Spectral Kurtosis Based Methodology for the Identification of Stationary Load Signatures in Electrical Signals from a Sustainable Building
Abstract
:1. Introduction
2. LUCIA Nearly Zero Energy Building
- (a)
- Solar photovoltaic energy: A part of the electric energy consumption is covered by two photovoltaic generation systems that are installed in the building. One of them is compounded by several photovoltaic modules that are located on the outer face of the double curtain wall in the central area of the southeast side of the building (Figure 2a). This first system (herein called the south system) delivers a rated power of 10 kW. The second system consists of photovoltaic glasses incorporated in two skylights (Figure 2b) above each one of the stairwells in the two communication blocks of the building; therefore, this system fulfills a double function: it provides natural lighting as a part of the roof structure, and it also produces energy delivering a rated power of about 5 kW.
- (b)
- Trigeneration system: There is a biomass cogeneration installation with a nominal power of 100 kWe and about 180 kWt.
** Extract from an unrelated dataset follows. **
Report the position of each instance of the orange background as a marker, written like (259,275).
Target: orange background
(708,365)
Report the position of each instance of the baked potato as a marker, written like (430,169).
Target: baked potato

It is a gasifier that transforms biomass and wood chips, into syngas that feeds some internal combustion engines. The thermal use of the system, when there is a demand for cooling, is completed with the installation of an absorption chiller that allows the air conditioning installation to provide cold.
- (c)
- Installation of air conditioning and ventilation: it is a mixed air-water system with four-pipe fan coils as terminal units that allow to provide heating and cooling simultaneously in different parts of the building. The air is treated in the primary air conditioning system, equipped with a high-efficiency adiabatic heat recovery unit before it is delivered to the different locations inside the building through the fan coils.
- (d)
- Both, the motors of the pumps from the hydraulic circuits and the motors from the fans of the air conditioner, are connected to variable frequency drives (VFD) that allow achieving the maximum efficiency by adjusting the operating conditions to the instantaneous needs. This way, only the required water flow is handled.
- (e)
- Intelligent building management through a supervision, control and monitoring system of the facilities that allow configuring the different elements of the air conditioning and lighting systems for an efficient operation.
- For lighting control, there are light intensity sensors that regulate and adjust the luminosity of the lamps in the workspaces when they need to be turned on. In the common areas, there are also presence detectors to limit the lamp activation to the necessary moments and when the levels of natural lighting are not sufficient.
- For air conditioning, there are thermostats in each space that allow to independently regulate and control the contribution of heath or cold in each room.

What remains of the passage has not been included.